Lifestyle and Other Changes Might Alter Pain Sensitivity, Study SaysYahoo Contributor Network
By Vonda J. Sines 47 minutes ago
For many people across the globe, suffering from chronic pain is a problem with no solution. However, scientists in the United Kingdom have found that lifestyle and environmental changes could alter an individual's sensitivity to pain.
Findings of the study, headed by Dr. Jordana Bell of King's College London, contradicted the prevailing belief that pain sensitivity is largely inflexible, according to Medical News Today. A basic premise in pain management is that people who have greater sensitivity to pain have an elevated risk of developing chronic pain.
Results from the research appeared in journal Nature Communications. They suggest that it might be possible to treat pain sensitivity with drugs that turn off certain genes.
Researchers conducted their investigation as part of a fairly new field. The National Human Genome Research Institute describes epigenetics as an emerging area of science that studies heritable alterations that occur when genes activate and deactivate without a change of an organism's underlying DNA sequence.
The American Academy of Pain Medicine says chronic pain affects 1.5 billion people worldwide, 100 million of them in the United States. Estimates on lost U.S. work productivity range from $297 billion to $336 billion.
For the UK study, the team selected 25 pairs of identical twins, individuals who share 100 percent of their genes. Scientists believe that any changes they develop in gene expression must be the results of processes like epigenetics that link to changes in an individual's environment and lifestyle.
They tested subjects' level of pain sensitivity by applying a heat probe to the arm of each one and had them press a button when they sensed pain. This established respective pain thresholds.
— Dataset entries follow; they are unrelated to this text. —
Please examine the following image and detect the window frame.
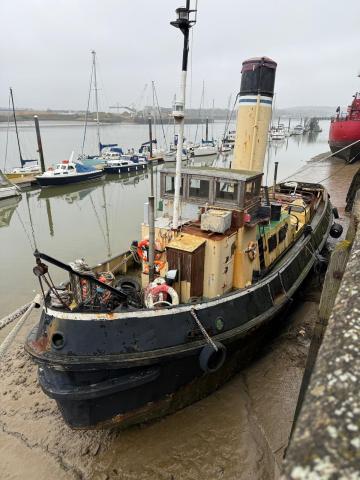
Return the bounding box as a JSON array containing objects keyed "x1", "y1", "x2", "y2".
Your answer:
[
  {"x1": 187, "y1": 175, "x2": 212, "y2": 203},
  {"x1": 244, "y1": 177, "x2": 262, "y2": 207},
  {"x1": 214, "y1": 178, "x2": 241, "y2": 207},
  {"x1": 162, "y1": 174, "x2": 184, "y2": 198}
]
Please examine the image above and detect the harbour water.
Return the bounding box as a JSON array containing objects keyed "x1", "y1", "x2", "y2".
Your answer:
[{"x1": 0, "y1": 120, "x2": 331, "y2": 316}]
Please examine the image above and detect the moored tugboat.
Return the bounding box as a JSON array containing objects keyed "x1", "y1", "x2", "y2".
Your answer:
[{"x1": 25, "y1": 2, "x2": 336, "y2": 429}]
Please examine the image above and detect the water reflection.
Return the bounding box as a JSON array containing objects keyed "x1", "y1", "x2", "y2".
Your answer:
[
  {"x1": 0, "y1": 196, "x2": 22, "y2": 228},
  {"x1": 37, "y1": 179, "x2": 104, "y2": 202},
  {"x1": 306, "y1": 131, "x2": 320, "y2": 144}
]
From subjects' blood samples, the scientists found 5.2 million locations that reflected epigenetic changes that had occurred across the whole genome. They compared these with those of 50 subjects who were unrelated to figure out exactly which parts of the genome bore epigenetic changes related to high and low sensitivity to pain. They were able to locate nine genes related to pain sensitivity that differed between the individuals in a set of twins.
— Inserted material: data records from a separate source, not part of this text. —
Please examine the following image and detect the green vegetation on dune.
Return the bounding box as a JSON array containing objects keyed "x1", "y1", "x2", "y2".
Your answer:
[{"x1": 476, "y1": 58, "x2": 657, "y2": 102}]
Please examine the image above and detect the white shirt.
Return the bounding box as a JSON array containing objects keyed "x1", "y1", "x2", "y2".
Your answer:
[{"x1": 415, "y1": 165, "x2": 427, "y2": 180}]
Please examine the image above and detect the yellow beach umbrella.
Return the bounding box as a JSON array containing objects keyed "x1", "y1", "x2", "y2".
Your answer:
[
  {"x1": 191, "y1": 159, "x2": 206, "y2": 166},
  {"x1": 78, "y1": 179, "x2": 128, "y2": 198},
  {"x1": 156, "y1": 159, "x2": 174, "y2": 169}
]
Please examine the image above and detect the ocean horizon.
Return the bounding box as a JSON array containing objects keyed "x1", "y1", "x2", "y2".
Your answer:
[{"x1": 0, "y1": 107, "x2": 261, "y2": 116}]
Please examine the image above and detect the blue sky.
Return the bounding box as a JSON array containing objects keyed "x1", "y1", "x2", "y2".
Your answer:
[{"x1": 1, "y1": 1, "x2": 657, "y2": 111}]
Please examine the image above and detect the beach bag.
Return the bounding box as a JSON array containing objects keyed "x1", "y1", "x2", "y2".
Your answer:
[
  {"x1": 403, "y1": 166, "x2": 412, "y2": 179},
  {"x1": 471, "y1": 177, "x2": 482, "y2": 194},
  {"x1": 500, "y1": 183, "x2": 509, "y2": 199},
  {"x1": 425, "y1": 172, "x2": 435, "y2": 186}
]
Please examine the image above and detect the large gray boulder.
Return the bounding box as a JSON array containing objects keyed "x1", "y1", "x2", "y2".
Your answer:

Researchers already knew that the gene TRPA1 was related to pain sensitivity. A target for developing painkillers, it emerged as the gene with the most epigenetic alterations. Only a small chemical change can act like a dimmer switch for how the gene expresses itself.
The realization that pain sensitivity is not so inflexible as scientists once thought and can be affected by factors like environment and lifestyle points to the most important potential impact of the study: the possibility of using drugs to switch a gene on and off, changing a person's sensitivity to pain. For individuals who suffer from chronic pain, this could lead to much more effective treatment to relieve their discomfort.